The modern part comes in the way finer ingredients are substituted for traditional ones, the care and beauty with which things are plated and, okay, there was a some prawn powder sprinkled on a macaron.

The menu promised “leak powder” too, that misspelling creating unwanted mental images for a man who’d just been stumbling around in the dark trying to find a urinal, but like I said it was early days.

The rest of the menu verbiage was typo-free and appealing, with the occasional mystery. Why do they promise that a grilled prawn comes with “vegan mayo”?

Is it for people who put hen eggs above crustacea on the ethical eating ladder? More likely it’s a little show-off from the chef — I can make this beautiful silky mayonnaise without eggs, so imagine what other trickery I’m capable of.

But the food speaks for itself. Everything we ate at Han was so very, very good that I couldn’t wait to tell you about it.

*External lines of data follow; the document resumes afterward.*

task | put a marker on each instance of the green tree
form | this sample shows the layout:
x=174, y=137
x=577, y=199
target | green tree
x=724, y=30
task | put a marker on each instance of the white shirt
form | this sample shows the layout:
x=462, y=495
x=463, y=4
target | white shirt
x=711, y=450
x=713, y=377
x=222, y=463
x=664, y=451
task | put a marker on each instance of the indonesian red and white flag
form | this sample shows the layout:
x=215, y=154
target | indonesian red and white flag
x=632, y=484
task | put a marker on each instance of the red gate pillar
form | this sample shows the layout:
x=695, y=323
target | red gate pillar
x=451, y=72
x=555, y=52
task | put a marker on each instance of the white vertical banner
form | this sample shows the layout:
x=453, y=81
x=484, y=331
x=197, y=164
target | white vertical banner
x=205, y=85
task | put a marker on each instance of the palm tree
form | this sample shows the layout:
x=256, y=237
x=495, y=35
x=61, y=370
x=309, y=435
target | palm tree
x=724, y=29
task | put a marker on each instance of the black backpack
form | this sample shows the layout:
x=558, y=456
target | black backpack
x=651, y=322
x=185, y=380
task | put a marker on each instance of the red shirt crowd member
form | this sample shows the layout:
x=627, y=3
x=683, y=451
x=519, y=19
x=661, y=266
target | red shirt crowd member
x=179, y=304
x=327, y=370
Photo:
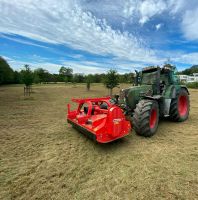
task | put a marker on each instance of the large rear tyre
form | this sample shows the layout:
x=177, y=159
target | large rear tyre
x=146, y=118
x=179, y=108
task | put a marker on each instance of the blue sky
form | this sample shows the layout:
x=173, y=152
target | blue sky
x=93, y=36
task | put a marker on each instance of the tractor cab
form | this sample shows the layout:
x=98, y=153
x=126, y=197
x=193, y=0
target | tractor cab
x=159, y=78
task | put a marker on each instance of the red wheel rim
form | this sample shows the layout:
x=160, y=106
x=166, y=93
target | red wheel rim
x=153, y=118
x=182, y=105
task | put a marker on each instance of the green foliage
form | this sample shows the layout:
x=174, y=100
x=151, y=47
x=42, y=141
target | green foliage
x=78, y=78
x=6, y=72
x=89, y=79
x=111, y=79
x=27, y=75
x=66, y=74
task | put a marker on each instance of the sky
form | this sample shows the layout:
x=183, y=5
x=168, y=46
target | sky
x=93, y=36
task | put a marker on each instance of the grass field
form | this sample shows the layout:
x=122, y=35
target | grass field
x=42, y=157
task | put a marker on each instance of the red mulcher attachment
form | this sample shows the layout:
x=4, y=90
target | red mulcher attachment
x=100, y=119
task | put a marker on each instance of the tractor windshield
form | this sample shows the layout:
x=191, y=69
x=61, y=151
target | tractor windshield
x=149, y=78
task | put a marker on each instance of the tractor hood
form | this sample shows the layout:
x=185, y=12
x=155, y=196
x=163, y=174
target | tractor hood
x=131, y=96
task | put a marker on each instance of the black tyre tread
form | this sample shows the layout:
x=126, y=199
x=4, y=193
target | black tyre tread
x=141, y=118
x=174, y=114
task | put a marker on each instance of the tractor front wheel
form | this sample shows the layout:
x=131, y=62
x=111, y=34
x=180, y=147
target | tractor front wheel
x=146, y=118
x=179, y=108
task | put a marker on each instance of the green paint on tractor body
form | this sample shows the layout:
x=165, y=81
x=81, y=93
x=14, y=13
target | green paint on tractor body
x=154, y=83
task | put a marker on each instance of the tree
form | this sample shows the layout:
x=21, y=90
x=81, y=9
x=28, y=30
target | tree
x=27, y=76
x=111, y=80
x=41, y=75
x=78, y=78
x=6, y=72
x=89, y=79
x=66, y=74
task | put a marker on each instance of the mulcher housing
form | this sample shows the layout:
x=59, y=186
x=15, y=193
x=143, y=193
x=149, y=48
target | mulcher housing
x=157, y=94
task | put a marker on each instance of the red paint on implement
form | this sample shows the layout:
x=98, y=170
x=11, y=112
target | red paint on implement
x=105, y=124
x=182, y=105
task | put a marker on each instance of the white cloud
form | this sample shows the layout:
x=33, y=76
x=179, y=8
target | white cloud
x=158, y=26
x=63, y=22
x=150, y=8
x=190, y=24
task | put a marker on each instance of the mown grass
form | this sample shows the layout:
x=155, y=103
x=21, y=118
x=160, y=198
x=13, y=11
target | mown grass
x=42, y=157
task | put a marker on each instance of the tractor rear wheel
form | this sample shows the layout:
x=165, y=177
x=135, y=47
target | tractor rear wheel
x=146, y=118
x=179, y=108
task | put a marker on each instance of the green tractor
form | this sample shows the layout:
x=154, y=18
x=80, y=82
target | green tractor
x=157, y=94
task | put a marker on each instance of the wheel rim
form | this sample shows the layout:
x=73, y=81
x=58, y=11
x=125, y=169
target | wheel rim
x=183, y=105
x=153, y=118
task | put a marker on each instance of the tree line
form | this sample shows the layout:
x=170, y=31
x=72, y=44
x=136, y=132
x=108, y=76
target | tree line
x=41, y=75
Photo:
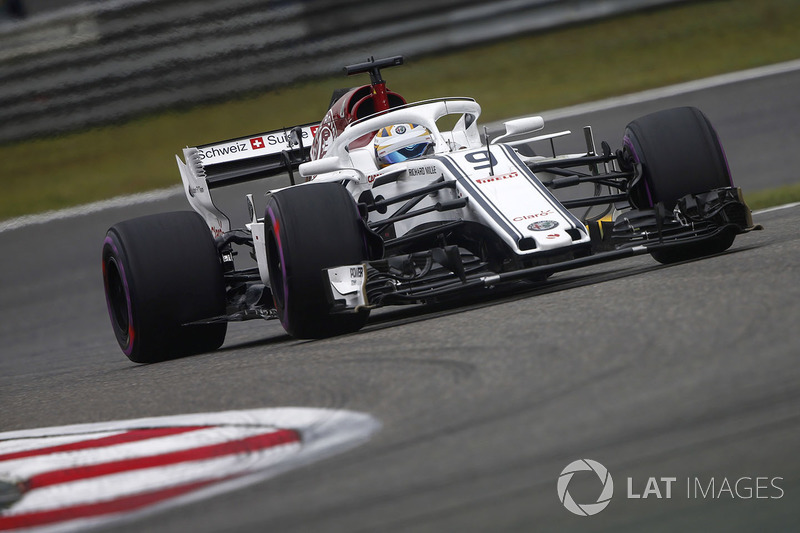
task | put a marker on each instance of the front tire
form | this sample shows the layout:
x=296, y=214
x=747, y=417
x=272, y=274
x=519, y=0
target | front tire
x=310, y=228
x=160, y=272
x=677, y=152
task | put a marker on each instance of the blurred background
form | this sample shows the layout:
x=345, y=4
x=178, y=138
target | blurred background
x=96, y=96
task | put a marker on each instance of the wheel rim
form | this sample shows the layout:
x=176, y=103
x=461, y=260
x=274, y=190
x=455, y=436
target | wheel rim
x=117, y=298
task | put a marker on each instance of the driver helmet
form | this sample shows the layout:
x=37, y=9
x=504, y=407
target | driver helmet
x=401, y=142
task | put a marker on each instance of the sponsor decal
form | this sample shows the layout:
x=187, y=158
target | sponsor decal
x=68, y=478
x=225, y=150
x=542, y=213
x=542, y=225
x=501, y=177
x=422, y=171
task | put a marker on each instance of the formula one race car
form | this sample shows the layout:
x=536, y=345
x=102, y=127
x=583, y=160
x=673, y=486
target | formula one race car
x=394, y=207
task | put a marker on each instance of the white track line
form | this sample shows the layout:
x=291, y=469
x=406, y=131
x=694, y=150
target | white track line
x=554, y=114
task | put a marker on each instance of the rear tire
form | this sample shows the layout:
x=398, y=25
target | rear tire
x=310, y=228
x=161, y=272
x=679, y=153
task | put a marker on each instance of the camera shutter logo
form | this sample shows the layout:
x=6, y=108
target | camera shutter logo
x=585, y=509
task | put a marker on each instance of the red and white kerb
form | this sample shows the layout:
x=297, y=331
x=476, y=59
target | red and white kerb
x=72, y=477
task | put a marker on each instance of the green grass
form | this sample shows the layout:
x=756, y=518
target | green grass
x=515, y=77
x=771, y=197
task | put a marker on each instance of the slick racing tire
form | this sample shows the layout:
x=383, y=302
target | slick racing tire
x=679, y=153
x=310, y=228
x=161, y=272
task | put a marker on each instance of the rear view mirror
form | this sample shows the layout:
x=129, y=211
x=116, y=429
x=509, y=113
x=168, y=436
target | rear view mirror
x=521, y=126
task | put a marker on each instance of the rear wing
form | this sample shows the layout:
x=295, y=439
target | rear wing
x=234, y=161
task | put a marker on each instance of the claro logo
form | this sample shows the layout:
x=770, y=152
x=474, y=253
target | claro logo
x=585, y=509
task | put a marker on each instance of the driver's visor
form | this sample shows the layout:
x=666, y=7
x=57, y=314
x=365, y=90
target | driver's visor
x=404, y=154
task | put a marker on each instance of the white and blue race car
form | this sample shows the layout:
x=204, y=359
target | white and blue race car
x=386, y=202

A little canapes section offers some of that fast-cooked food truck flavour — the Korean chicken is an essential order, a perfectly deep-fried morsel with sweet barbecue sauce and translucent sheets of pickled daikon radish offering a tiny acidic crunch.

The venison yughoe with cashew, seaweed and crispy anchovy on the menu at Han. Picture / Fiona Goodall

RECIPE: Korean Fried Chicken

The king prawn is shelled, stretched, skewered and grilled and that mayo is just what it needs.

At a different restaurant you might order half a dozen each of those and go home, but here you still have entrees and mains to look forward to. I recommend the “military stew”, a soup traditionally spiked with rations from US army bases when they were abandoned post-Korean War.

At Han they swap out the spam for chorizo, the sausage for oxtail. With the addition of kimchi and sago it becomes a uniquely local creation and despite it not looking like something you’d see at a fine dining restaurant, I’m so pleased the chef has introduced us to it.

I missed the opportunity to test those extractor fans by ordering the DIY charcoal barbecue, instead going for the beef galbi, an exquisitely delicious boneless short rib, sous vide cooked for 10-12 hours then finished under extreme heat.

It’s dark, sticky brown and unbelievably tender, served with beetroot dehydrated to a certain meatiness itself. So that barbecue dish has the fireworks but don’t hesitate to order the galbi instead if you’re not in the mood to do things yourself.

I’ve eaten at some great places these last few weeks but Han is the one I keep coming back to. It’s open on Sunday too, so if you fancy stretching out your weekend, this is a perfect place to do it.